Dalechampia spathulata

Those who often visit botanical gardens are doubt-less familiar with these plants. Unfortunately, however, it is still not seen at the florist’s.

Dalechampia is one of the members of the spurge family that is, quite unjustly, still neglected by growers. The changed conditions in modern homes, of which mention is being continually made in this website as a ‘turning point’ in the selection of house plants, created a favourable environment for this genus.

Of the more than 100 species found mostly in tropical America, as well as in Africa, Asia and Madagascar, the one chosen for this website is truly lovely. It is a small, upright shrub native to the warm forests of Mexico, where it reaches a height of 1 m (3 ft). In cultivation, however, it is much lower – usually 25 to 30, or 50 cm (10 to 12 or 20 in).
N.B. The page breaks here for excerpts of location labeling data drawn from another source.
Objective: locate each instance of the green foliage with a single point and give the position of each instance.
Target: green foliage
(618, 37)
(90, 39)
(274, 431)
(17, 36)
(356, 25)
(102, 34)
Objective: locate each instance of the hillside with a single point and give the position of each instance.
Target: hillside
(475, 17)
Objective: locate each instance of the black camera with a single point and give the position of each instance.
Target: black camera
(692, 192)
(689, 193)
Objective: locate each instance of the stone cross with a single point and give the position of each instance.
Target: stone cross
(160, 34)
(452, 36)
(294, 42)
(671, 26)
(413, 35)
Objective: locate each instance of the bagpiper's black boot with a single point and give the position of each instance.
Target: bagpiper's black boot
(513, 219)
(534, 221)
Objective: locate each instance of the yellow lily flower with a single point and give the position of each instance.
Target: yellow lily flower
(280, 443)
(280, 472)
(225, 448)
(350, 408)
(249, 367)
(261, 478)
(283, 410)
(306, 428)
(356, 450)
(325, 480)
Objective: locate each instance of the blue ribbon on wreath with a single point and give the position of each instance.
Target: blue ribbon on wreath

The leaves remain the same length — up to 20 cm (8 in) and are attractive even when the plant is not in flower, which is practically never for dalechampia flowers the entire year almost without let-up. The flowers themselves are not exceptionaly pretty but they are enclosed by lovely pink bracts.

From its native land dalechampia inherited relatively high heat requirements but these can be easily met in the modern home. The temperature should remain above 15°C (59°F) throughout the year; only in autumn, before the central heating has been turned on, is there a temporary drop in temperature and the plants undergo a brief dormant period.

This plant is most effective in combined arrangements, in the ‘undergrowth’ in a larger dish, or on ‘dry land’ in a paludarium, a terrarium or a plant-case. The soil does not need to be a precise blend – a mixture of leaf mould, peat and sand will do.

Propagation is by means of cuttings or readily from seed.